The sucky thing is that I've discovered that for every truly awesome story on Digg's front page, there's a whole bunch of useless Apple fanboy posts or choice articles about things like the pee shiver, some geek with a Firefox ATM card, and misleadingly labeled rant about why there are 2 pi in a circle. Since adding digg's feed to my Reader, I haven't yet been able to get below 100 unread articles. Like some demon Whac-a-Mole, it keeps sprouting stories I don't care about, burying the "important" feeds.
I discovered a bunch of my friends are now syndicating their blogs as Facebook notes, which is pretty convenient. I can just grab the master feed of friends' notes and add it to my Google Reader. Done. Since I
Then I decided, in a fit of optimistic democratic engagement, to "support" Barack Obama on Facebook.
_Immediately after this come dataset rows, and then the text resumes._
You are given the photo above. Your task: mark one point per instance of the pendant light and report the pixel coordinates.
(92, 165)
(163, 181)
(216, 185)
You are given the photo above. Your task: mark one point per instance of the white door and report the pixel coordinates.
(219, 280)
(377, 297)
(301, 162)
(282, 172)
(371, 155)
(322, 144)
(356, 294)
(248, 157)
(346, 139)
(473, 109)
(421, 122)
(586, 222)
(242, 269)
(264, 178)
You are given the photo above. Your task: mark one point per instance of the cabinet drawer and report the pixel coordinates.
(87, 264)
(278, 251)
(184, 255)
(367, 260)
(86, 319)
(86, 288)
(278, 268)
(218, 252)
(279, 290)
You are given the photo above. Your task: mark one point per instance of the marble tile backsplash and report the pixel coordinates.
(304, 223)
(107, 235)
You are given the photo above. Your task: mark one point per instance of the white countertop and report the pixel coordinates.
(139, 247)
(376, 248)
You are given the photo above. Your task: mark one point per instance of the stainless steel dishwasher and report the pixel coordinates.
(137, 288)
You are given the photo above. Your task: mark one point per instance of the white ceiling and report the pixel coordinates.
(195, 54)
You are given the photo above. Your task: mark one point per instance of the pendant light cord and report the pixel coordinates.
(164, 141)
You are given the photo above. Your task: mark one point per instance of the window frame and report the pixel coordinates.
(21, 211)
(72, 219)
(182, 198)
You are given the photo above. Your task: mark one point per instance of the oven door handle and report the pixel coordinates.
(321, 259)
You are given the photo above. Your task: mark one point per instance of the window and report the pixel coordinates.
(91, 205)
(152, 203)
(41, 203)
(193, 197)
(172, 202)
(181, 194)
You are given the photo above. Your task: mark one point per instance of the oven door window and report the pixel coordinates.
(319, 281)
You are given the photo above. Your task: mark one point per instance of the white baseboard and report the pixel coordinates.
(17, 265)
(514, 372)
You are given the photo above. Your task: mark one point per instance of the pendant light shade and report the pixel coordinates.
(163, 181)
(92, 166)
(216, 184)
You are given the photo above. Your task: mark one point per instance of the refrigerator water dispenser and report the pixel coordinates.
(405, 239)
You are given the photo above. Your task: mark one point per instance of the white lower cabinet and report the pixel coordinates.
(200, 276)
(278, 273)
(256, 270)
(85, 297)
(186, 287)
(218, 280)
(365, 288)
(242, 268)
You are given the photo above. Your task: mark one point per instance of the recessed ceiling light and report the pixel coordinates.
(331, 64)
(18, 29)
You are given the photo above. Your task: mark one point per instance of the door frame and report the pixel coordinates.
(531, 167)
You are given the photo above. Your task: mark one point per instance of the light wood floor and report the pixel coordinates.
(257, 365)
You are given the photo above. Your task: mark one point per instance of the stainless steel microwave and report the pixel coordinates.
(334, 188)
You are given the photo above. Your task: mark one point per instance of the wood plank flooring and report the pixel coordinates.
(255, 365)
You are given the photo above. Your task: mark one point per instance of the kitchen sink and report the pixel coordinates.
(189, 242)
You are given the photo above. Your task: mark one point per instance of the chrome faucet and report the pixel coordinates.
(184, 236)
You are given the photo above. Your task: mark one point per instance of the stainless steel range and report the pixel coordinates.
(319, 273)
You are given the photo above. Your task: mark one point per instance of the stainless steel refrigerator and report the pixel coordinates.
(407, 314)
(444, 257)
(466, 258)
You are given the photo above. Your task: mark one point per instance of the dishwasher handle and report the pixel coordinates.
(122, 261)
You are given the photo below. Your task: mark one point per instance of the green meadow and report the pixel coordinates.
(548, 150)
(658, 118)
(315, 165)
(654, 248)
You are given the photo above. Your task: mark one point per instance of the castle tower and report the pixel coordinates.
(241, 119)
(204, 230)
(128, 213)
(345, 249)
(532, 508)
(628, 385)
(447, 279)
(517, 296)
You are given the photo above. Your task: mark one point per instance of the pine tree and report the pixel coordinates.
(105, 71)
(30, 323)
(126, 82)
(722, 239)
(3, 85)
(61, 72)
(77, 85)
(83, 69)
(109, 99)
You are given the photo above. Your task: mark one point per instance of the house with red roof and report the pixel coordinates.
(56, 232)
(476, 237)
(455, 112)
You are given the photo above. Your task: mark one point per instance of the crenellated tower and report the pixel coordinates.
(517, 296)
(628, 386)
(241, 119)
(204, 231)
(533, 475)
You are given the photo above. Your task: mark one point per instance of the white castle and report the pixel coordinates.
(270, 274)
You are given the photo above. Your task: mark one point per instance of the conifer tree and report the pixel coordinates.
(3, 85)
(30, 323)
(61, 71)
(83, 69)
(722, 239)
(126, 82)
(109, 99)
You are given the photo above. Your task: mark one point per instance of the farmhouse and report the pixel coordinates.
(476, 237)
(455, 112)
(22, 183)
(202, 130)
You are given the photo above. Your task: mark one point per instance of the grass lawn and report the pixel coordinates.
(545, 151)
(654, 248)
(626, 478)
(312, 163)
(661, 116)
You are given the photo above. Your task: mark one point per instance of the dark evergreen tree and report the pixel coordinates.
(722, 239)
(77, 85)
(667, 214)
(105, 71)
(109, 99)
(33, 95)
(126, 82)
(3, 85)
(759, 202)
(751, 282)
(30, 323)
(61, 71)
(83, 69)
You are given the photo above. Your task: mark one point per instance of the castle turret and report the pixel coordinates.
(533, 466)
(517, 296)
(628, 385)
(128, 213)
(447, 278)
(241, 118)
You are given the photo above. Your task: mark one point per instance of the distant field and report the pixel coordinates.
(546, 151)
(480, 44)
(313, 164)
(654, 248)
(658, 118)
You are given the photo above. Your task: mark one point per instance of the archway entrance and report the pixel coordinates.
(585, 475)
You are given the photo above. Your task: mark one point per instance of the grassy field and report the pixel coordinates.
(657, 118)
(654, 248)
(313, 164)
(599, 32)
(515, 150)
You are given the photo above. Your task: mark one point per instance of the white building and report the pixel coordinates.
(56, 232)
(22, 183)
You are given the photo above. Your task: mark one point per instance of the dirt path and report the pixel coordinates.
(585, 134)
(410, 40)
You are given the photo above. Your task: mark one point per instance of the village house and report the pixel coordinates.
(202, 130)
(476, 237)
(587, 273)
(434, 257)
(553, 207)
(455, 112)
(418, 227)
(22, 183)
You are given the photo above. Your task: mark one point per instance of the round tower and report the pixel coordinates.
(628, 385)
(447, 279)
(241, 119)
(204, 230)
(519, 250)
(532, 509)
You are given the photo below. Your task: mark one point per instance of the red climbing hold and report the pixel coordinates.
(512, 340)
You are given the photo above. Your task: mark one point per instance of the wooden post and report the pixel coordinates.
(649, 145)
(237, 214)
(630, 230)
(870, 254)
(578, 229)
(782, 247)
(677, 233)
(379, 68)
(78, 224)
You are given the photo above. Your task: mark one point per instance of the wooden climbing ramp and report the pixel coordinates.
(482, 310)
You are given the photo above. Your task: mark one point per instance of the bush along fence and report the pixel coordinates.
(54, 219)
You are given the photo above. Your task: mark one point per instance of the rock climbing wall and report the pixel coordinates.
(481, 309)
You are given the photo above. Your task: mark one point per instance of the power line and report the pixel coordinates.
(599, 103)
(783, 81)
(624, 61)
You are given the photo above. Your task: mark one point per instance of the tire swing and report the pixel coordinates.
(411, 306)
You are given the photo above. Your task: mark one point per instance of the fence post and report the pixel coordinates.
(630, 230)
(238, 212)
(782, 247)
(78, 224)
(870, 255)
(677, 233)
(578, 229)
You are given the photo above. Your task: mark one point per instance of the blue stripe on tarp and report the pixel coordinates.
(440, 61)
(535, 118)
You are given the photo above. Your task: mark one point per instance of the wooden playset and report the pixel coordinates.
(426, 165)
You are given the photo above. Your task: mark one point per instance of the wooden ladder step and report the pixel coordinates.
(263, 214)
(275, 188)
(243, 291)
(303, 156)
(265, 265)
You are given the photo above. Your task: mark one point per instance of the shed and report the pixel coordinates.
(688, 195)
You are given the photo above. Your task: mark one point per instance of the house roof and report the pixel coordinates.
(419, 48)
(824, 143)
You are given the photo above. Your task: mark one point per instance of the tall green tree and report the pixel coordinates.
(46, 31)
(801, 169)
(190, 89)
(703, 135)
Like many candidates, his campaign manager posted a profile there showing his softer side (how many people can claim a musical palate ranging from Bach to Miles Davis to the Fugees?). The idea is people can express their support for a candidate, which shows up in their friends' Facebook stalker feeds (which are not, incidentally, available as RSS), which encourages other people to support him/her, and it spreads like a virus. Which is all well and good for Obama--he's managed to almost beat Hillary at fundraising by getting a stunning 100,000 individual donors.
The problem, though, is Facebook decided he was my friend. And as such, I now get "his" notes all over my friends feed. At least twice a day now. They're not even interesting notes either--I know he's not really logging into Facebook and posting them, it's syndicated from some blog maintained by one of his campaign managers.
I like this guy. I want him to be President. Barring any dramatic revelations 'tween now and the primary he's got my vote. But I don't want to hear about the 35-year-old legal assistant from Houston, Texas who decided to vote for Obama. I don't care.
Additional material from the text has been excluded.